- Poster
- Directed by: Thanesh Perrabu–Viknesh Perrabu
- Screenplay by: Desmond
- Story by: Thanesh Perrabu Kohgulan Dhiban Raj Peregelathan
- Starring: Thanesh Perrabu; Viknesh Perrabu; Risheekeshan; Pavitran; Sasivaroobhan;
- Cinematography: Jegatheesvaran
- Edited by: Thanesh Perrabu
- Music by: Balan Raj M Jagathees
- Production companies: Dreamsky Home Production Sai Nanthini Movie World
- Release dates: 2020 (Film festivals); 1 February 2021 (Malaysia);
- Country: Malaysia
- Language: Tamil

= Paramapatham =

Malaysian Tamil-language thriller film

Paramapatham is a 2020 Malaysian Tamil-language thriller film co-directed by Thanesh Perrabu and Viknesh Perrabu, who also co-star in the film alongside an ensemble cast.

The film was released in film festivals in 2020 and had a theatrical release in February 2021 before being screened at the 78th Golden Globe Awards later that month.

== Production ==
The film was directed by brothers: Thanesh and Viknesh Perrabu and is reportedly the first Malaysian Tamil thriller film. Viknesh Perrabu previously directed the satan-based film Sathuriyan (2014). The idea for the film came from a book their father bought for them after which they learned that snakes and ladders was in fact from India and not England. While Thanesh Perrabu plays the protagonist, his brother Viknesh Perrabu plays the antagonist. The film was shot in Kedah, Kuala Lumpur, Penang and Thailand. The 20 minutes of CGI in the film was created by a Kerala, India based company. BenG shot a four page monologue in a single take.

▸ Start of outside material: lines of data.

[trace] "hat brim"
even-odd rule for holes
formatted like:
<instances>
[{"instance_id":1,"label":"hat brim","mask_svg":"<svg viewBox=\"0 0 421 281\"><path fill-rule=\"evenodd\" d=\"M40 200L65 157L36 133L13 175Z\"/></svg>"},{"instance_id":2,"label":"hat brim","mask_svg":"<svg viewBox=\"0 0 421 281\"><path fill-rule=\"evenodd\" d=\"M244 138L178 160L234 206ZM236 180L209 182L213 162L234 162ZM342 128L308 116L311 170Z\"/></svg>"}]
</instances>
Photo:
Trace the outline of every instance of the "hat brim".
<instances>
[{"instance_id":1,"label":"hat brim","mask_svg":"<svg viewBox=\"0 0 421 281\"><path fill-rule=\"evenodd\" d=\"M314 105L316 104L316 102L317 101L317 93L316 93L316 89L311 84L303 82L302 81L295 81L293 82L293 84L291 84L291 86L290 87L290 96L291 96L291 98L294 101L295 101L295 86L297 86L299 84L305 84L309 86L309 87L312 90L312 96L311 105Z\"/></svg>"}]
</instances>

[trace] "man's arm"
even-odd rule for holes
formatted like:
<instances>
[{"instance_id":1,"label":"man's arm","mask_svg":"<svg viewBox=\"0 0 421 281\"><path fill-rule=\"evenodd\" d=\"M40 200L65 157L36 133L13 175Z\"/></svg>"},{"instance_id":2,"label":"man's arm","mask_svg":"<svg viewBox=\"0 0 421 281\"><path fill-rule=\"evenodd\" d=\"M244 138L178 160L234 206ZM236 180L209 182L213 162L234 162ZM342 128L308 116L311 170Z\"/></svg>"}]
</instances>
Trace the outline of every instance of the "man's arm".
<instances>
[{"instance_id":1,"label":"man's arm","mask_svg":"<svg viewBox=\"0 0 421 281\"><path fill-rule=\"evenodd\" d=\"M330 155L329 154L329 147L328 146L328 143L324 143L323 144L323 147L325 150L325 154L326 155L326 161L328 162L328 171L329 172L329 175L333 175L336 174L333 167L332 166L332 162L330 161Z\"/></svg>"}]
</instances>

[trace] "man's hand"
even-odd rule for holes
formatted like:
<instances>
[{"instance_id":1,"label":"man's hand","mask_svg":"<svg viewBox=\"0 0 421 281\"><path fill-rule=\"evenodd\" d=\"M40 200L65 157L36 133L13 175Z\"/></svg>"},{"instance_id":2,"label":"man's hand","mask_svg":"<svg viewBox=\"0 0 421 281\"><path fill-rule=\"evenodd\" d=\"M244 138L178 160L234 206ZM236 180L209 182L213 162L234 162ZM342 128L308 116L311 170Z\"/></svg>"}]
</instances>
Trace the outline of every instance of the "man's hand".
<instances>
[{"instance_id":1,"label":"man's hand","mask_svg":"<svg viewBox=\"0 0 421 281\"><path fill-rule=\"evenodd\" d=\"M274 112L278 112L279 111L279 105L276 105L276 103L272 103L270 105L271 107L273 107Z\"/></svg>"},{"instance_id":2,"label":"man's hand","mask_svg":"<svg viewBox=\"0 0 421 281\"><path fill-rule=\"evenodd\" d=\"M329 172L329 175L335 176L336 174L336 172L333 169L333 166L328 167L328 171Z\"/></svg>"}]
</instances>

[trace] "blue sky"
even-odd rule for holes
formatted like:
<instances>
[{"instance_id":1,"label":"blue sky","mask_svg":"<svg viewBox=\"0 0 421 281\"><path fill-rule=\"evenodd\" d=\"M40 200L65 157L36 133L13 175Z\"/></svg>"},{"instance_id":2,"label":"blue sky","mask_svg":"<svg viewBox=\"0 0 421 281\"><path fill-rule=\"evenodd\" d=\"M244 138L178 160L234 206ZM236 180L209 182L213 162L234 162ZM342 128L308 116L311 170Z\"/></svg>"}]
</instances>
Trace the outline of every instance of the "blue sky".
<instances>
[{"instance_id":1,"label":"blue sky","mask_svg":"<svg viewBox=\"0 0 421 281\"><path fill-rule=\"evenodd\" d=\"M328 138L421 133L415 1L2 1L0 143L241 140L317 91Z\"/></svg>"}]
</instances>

== Release and reception ==
Despite the COVID-19 pandemic affecting Malaysia in February 2021, the film still had a theatrical release although many other local films were not released.

A critic from Asian Movie Pulse wrote that "Paramapatham ends up being a collection of ideas held together by a very thin central story than a compact movie, which, in the end, makes the movie very difficult to watch" while praising the chemistry of the lead cast.

==Awards==

Year: Event; Category; Recipient; Result; Ref.
2020: Rome Prisma Independent Film Awards; Best Film; Paramapatham; Won
Norway Tamil Film Festival: Best Cinematography; Jegatheesvaran; Won
Coimbatore International Film Festival: Best Film; Paramapatham; Won
Best Director: Thanesh Perrabu and Viknesh Perrabu; Won
Best Producer: —N/a; Won
Best Actor: —N/a; Won
Best Presenter: —N/a; Won
London NIFF: Best International Film; Paramapatham; Won
MLC Awards of Green Bay: Best Presenter; —N/a; Won
Best Jury Selection Artist: —N/a; Won
Best Music Composer: —N/a; Won
Best Film: Paramapatham; Won
Vesuvius International Film Festival: Best Background Music; —N/a; Won
Tagore International Film Festival: Best Genre Film; Paramapatham; Won
Cosmo Film Festival: Best Presenter; —N/a; Won
Indiescreen Awards: Best Film; Paramapatham; Won
Malaysia Book of Records: Most Tamil Movie Awards won by a Movie Director (16); Thanesh Perrabu and Viknesh Perrabu; Won

== Home media ==
The film was available for streaming on Netflix in Malaysia as of October 2022.